The projection of v onto d can be calculated using the dot product of the two vectors:
proj_d(v) = (v · d) / ||d||^2 * d
Where ||d|| represents the magnitude of the vector d.
Let's compute the projection:
||(d)|| = √((-2)^2 + 3^2 + (-3)^2)
= √(4 + 9 + 9)
= √(22)
(v · d) = <0, -7, -1> · <-2, 3, -3>
= (0 * (-2)) + (-7 * 3) + (-1 * (-3))
= -6 - 21 + 3
= -24
proj_d(v) = (-24) / (22) * <-2, 3, -3>
= <-48/22, 72/22, -72/22>
= <-24/11, 36/11, -36/11>
Step 4: Find the point Q on the line that is closest to P0.
To find Q, we take any point on the line and add the projection vector to it. Let's use the point on L when t=0 as before:
Q = P + proj_d(v)
= <1, 3, -1> + <-24/11, 36/11, -36/11>
= <11/11 - 24/11, 33/11 + 36/11, -11/11 - 36/11>
= (-13/11, 69/11, -47/11)
Step 5: Calculate the distance d between P0 and Q.
The distance can be found using the Euclidean distance formula:
d = √[(x2 - x1)^2 + (y2 - y1)^2 + (z2 - z1)^2]

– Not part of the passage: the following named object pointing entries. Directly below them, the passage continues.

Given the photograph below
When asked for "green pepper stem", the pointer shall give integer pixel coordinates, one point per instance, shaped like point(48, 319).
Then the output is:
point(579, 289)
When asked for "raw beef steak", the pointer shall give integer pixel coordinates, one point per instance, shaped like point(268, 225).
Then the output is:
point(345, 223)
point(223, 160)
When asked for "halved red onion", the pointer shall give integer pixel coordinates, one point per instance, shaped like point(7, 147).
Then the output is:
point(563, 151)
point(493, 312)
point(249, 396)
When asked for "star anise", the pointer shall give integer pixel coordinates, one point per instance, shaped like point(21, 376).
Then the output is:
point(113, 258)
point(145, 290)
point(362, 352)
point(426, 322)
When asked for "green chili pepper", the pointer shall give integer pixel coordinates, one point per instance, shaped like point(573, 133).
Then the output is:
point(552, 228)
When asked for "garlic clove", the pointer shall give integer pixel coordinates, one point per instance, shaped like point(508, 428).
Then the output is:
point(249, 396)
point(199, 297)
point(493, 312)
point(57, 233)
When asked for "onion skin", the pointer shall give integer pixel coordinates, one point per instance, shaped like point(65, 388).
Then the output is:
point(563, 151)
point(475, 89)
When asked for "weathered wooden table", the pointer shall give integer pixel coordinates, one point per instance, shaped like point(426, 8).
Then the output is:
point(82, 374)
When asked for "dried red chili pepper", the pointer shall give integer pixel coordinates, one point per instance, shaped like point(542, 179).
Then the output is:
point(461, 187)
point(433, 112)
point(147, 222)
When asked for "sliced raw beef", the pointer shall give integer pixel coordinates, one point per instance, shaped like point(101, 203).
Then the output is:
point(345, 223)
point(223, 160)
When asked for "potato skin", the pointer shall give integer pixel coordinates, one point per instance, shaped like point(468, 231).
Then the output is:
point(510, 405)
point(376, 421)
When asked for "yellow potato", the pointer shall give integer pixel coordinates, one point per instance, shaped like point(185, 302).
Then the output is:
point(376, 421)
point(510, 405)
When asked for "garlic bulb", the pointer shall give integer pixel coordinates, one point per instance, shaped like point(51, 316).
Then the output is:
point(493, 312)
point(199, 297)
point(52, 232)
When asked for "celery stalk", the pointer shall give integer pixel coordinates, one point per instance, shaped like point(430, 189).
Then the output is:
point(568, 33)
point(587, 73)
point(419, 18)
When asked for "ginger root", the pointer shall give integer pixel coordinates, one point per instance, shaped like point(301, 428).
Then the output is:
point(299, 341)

= √[(-13/11 - 1)^2 + (69/11 - (-4))^2 + (-47/11 - (-2))^2]
= √[(-24/11)^2 + (73/11)^2 + (-35/11)^2]
= √[(576/121) + (5329/121) + (1225/121)]
= √[(576 + 5329 + 1225)/121]
= √[7130/121]
=√[58.851]
Therefore,
d = √[58.851]
Q = (-13/11, 69/11, -47/11)
To find the shortest distance d from the point P0 to the line L, we can use the concept of vector projection. The point Q on the line L, which is closest to P0, can be obtained by finding the point on the line that is perpendicular to the vector formed between P0 and any point on the line L.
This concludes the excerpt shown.